To be honest, I think fashion is starting to slow down. There have been a lot of articles lately about the strain that designers have to go through to launch 6 collections/year, and "Fashion Weeks" worldwide have proliferated insanely. I read somewhere that there are at least 150 Fashion Weeks globally. There's physically no possible way that even the most ardent fashionistas can keep up.

I think a lot of the "slow down" process--that is, things staying trendy for more than one season--has to do with the current economic climate. People can't afford to spend as much money as they once did on fast-fashion trends, hence more classic silhouettes have been in style in recent years.
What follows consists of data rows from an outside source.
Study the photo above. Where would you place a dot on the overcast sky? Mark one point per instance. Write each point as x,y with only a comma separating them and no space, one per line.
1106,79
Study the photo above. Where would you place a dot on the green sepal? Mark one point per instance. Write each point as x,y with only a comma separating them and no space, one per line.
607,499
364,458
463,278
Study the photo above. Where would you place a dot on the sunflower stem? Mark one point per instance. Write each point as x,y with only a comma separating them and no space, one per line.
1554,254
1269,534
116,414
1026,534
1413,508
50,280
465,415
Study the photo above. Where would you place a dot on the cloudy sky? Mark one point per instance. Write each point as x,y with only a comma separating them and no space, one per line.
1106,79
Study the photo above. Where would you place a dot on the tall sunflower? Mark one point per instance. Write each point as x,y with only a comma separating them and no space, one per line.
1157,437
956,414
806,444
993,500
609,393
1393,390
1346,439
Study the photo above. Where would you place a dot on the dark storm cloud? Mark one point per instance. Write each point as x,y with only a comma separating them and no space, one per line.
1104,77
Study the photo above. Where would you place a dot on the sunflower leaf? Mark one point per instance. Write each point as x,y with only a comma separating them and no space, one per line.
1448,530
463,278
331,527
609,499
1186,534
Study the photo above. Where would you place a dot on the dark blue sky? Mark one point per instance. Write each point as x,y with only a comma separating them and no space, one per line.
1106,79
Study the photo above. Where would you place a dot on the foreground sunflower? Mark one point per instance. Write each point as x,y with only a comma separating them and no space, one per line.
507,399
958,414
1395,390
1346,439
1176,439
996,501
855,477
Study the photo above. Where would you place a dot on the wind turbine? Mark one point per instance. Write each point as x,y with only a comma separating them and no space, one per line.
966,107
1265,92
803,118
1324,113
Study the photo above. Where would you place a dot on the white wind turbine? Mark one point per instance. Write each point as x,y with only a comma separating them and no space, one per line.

This links to the whole DIY trend. Even though people generally have less money to spend on clothes, they still want to look fashion-forward and current. Thus, people turn to DIY to achieve those looks at a lesser cost. I always look at designer clothes to see if I can mimic their looks, since I can't afford to buy most of the pieces that I love--I even put up a tutorial for a Lanvin-inspired heel on my blog.

I think that DIY is a trend that will rise and fall with the economy; however, as fashion is constantly diversifying, I think that DIY will have a steady long-term growth rate . . . especially as the Internet has made it easier to find inspiration and how-to guides.